[jira] [Comment Edited] (RATIS-840) Memory leak of LogAppender

runzhiwang (Jira) Tue, 21 Apr 2020 17:02:14 -0700


    [ 
https://issues.apache.org/jira/browse/RATIS-840?page=com.atlassian.jira.plugin.system.issuetabpanels:comment-tabpanel&focusedCommentId=17089143#comment-17089143
 ]


runzhiwang edited comment on RATIS-840 at 4/22/20, 12:00 AM:
-------------------------------------------------------------

[~szetszwo] Thanks for you explanation.
{quote}There may be a bug but the correct fix is not to pollute SenderList 
since the bug is not in SenderList.  I am fine to add the stop call 
outside.{quote}
I agree with you. I will change the patch.
{quote}As long as GrpcLogAppender could stop, it can be infinitely restarted.  
We don't have to wait until it becomes dead.{quote}
I agree with you. 

For this problem if wait old GrpcLogAppender  becomes dead, the GrpcLogAppender 
 will not restart infinitely. Because stop old GrpcLogAppender  called before 
log.close, if old GrpcLogAppender  also dead before log.close. Then old 
GrpcLogAppender  has no change to throw exception when log.close, because it 
has dead, then GrpcLogAppender  will not restart infinitely.

For other problem, such as the exception was not caused by log.close, to avoid 
restart infinitely, I add the condition server.isAlive().
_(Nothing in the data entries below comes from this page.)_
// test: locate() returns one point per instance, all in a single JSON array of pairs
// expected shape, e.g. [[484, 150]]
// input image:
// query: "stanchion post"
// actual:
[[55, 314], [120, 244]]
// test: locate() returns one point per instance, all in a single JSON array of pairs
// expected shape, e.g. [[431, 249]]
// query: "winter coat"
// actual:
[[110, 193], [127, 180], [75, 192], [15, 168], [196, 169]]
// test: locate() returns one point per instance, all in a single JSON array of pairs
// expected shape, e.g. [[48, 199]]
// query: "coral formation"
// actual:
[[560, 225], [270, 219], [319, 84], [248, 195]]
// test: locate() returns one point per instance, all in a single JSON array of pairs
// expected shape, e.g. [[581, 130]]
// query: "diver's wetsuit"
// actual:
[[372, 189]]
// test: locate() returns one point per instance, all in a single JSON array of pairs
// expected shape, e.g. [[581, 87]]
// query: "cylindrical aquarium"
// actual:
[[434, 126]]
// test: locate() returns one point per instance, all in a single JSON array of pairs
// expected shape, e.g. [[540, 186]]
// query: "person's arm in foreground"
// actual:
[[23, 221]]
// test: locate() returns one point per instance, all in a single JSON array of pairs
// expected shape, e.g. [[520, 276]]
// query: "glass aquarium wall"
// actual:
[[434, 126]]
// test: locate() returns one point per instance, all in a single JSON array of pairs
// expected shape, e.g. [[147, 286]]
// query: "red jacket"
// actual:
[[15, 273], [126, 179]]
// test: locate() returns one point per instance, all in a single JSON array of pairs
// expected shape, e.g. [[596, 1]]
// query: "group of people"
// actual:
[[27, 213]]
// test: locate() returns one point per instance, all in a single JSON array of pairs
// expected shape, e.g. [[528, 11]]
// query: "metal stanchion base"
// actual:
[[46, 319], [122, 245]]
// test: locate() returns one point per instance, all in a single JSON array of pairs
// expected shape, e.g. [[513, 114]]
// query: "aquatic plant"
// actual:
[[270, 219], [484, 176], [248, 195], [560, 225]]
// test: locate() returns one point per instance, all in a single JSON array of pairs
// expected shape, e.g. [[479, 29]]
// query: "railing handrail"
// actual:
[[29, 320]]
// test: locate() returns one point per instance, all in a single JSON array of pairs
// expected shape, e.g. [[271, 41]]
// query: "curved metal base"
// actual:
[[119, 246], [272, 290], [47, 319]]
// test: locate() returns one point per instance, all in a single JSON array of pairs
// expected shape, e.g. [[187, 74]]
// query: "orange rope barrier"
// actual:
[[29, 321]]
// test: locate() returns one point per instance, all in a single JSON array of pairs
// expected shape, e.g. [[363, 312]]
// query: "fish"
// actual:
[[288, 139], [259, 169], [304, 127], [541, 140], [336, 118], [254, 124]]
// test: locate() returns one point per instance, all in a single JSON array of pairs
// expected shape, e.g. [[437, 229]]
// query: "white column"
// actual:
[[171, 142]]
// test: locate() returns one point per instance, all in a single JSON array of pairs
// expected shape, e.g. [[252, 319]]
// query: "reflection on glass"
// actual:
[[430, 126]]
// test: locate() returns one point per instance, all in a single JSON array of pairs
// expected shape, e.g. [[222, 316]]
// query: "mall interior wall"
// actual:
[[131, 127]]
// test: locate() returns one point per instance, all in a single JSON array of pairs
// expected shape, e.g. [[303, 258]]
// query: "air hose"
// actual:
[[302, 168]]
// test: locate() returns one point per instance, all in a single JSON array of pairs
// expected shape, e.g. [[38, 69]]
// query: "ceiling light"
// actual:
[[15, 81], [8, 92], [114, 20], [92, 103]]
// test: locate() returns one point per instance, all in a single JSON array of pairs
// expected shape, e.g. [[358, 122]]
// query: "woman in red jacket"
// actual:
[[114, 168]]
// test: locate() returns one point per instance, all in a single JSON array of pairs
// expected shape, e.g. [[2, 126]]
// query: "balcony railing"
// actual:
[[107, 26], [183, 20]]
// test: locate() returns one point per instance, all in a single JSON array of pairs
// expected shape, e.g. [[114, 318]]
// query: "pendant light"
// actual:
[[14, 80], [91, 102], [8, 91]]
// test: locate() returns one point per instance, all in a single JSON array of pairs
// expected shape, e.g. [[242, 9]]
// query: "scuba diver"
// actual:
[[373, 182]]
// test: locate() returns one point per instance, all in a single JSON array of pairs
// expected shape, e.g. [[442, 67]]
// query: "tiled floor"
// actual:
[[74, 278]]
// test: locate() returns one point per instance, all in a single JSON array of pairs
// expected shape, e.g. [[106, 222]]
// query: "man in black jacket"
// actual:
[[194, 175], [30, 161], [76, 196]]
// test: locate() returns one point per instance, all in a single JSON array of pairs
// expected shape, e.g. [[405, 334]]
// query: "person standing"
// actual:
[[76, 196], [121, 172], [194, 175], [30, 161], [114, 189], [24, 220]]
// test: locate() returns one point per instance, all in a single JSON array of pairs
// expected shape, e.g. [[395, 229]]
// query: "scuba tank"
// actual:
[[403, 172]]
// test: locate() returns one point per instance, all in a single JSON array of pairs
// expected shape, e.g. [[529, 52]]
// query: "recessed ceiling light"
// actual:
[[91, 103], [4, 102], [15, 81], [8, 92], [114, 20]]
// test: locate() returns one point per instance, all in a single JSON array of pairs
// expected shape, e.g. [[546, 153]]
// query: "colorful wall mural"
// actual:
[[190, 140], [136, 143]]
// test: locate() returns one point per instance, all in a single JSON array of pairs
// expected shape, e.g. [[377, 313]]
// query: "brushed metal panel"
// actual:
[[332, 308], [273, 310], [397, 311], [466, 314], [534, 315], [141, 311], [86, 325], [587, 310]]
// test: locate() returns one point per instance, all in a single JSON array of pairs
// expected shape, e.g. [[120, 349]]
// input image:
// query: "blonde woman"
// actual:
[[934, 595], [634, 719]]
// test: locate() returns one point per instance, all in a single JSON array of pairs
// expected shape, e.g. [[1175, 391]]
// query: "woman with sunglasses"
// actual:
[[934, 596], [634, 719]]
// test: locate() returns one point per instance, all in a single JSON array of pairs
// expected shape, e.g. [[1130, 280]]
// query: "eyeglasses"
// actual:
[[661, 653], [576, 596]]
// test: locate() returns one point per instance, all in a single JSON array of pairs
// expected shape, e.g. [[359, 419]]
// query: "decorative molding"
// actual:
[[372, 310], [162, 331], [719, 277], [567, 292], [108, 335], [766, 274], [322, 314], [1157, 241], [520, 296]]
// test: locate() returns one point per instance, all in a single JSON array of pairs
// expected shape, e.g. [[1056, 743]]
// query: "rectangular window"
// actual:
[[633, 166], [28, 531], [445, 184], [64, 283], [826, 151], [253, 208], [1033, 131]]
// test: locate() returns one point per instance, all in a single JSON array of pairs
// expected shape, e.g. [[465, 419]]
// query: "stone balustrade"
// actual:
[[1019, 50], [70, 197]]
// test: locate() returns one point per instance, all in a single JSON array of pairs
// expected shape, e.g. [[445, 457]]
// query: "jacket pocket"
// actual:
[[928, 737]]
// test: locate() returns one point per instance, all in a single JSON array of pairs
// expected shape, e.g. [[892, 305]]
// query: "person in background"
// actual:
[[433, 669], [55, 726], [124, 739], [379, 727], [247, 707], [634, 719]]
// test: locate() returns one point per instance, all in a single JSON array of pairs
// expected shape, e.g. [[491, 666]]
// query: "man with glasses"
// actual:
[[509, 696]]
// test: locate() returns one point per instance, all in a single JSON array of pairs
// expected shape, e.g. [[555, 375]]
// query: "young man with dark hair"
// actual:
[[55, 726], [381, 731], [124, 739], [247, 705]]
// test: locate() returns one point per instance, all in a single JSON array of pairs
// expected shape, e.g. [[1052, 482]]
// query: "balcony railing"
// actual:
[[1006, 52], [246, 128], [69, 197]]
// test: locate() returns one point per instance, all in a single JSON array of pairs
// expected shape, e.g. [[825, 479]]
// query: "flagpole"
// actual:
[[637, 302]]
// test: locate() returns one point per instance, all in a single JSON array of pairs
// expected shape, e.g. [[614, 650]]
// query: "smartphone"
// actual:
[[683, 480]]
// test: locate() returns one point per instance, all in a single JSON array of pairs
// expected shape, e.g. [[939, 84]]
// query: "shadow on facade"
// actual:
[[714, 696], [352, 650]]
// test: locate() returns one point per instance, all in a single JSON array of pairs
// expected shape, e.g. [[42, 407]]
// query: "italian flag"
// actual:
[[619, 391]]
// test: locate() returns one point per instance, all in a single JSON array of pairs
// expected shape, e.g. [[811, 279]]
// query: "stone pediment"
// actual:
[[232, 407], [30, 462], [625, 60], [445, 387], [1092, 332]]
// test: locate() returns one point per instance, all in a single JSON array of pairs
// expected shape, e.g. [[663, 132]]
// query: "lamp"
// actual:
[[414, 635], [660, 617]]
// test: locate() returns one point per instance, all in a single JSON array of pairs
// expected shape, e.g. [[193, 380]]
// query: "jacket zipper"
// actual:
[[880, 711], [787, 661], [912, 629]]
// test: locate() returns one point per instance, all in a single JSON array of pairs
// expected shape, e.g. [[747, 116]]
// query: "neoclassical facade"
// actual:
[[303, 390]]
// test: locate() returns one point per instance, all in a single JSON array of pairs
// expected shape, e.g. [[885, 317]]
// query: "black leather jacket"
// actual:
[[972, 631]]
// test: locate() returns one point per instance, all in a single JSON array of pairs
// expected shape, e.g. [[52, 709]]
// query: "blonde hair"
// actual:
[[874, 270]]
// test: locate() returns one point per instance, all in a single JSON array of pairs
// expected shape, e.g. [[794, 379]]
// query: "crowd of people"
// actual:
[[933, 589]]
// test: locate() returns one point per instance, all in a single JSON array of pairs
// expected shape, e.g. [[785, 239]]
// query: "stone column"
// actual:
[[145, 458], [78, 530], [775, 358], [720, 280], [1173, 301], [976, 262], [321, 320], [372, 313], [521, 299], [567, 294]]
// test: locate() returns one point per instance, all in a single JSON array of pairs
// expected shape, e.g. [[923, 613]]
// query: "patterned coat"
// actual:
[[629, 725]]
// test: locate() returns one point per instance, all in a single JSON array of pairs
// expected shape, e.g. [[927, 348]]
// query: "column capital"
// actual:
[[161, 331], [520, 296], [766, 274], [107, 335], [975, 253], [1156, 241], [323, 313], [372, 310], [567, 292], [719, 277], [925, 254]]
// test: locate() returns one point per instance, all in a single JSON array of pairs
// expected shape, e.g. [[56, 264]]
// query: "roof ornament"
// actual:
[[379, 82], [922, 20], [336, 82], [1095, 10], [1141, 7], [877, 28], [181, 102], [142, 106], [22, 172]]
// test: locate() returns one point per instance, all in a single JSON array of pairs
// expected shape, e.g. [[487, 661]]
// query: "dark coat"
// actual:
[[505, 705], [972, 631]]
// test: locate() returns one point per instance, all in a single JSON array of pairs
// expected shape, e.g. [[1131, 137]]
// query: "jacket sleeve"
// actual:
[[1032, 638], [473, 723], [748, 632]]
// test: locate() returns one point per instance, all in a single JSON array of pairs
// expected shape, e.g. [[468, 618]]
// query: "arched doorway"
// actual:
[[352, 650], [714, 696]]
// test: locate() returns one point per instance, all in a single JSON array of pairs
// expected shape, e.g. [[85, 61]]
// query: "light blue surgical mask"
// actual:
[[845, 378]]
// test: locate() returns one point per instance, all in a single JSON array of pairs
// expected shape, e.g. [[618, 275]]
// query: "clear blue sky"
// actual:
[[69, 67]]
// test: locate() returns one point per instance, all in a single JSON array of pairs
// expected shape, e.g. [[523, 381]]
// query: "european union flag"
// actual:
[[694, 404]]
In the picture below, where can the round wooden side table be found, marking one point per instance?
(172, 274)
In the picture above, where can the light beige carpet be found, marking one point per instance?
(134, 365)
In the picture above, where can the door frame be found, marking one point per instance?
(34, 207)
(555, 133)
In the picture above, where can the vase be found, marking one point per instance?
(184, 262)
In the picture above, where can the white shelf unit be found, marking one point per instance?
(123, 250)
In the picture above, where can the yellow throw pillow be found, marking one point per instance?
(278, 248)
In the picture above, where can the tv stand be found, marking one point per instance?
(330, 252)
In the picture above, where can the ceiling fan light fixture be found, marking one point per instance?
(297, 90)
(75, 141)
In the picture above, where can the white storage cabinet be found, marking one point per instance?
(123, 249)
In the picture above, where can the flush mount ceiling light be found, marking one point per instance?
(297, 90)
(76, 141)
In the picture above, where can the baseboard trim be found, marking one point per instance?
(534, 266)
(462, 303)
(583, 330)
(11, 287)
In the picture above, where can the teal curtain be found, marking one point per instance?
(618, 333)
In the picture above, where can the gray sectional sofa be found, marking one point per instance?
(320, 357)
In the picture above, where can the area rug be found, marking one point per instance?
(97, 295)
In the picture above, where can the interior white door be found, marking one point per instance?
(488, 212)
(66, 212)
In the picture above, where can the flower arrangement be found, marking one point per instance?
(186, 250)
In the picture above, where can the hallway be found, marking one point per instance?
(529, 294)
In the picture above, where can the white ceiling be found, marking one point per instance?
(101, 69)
But it is also not 
sufficient, for example the server.isAlive, but the restarted GrpcLogAppender  
can not work as expected and throw exception, it will also restart infinitely.

Or maybe we should limit the frequency of GrpcLogAppender  restart. If it 
exceeds the threshold, we should stop restart forever.

If exist better solution, please share me, and I will change the patch.


was (Author: yjxxtd):
[~szetszwo] Thanks for you explanation.
{quote}There may be a bug but the correct fix is not to pollute SenderList 
since the bug is not in SenderList.  I am fine to add the stop call 
outside.{quote}
I agree with you. I will change the patch.
{quote}As long as GrpcLogAppender could stop, it can be infinitely restarted.  
We don't have to wait until it becomes dead.{quote}
I agree with you. 
For this problem if wait old GrpcLogAppender  becomes dead, the GrpcLogAppender 
 will not restart infinitely. Because stop old GrpcLogAppender  called before 
log.close, if old GrpcLogAppender  also dead before log.close. Then old 
GrpcLogAppender  has no change to throw exception when log.close, because it 
has dead, then GrpcLogAppender  will not restart infinitely.

For other problem, such as the exception was not caused by log.close, to avoid 
restart infinitely, I add the condition server.isAlive(). But it is also not 
sufficient, for example the server.isAlive, but the restarted GrpcLogAppender  
can not work as expected and throw exception, it will also restart infinitely.

Or maybe we should limit the frequency of GrpcLogAppender  restart. If it 
exceeds the threshold, we should stop restart forever.

If exist better solution, please share me, and I will change the patch.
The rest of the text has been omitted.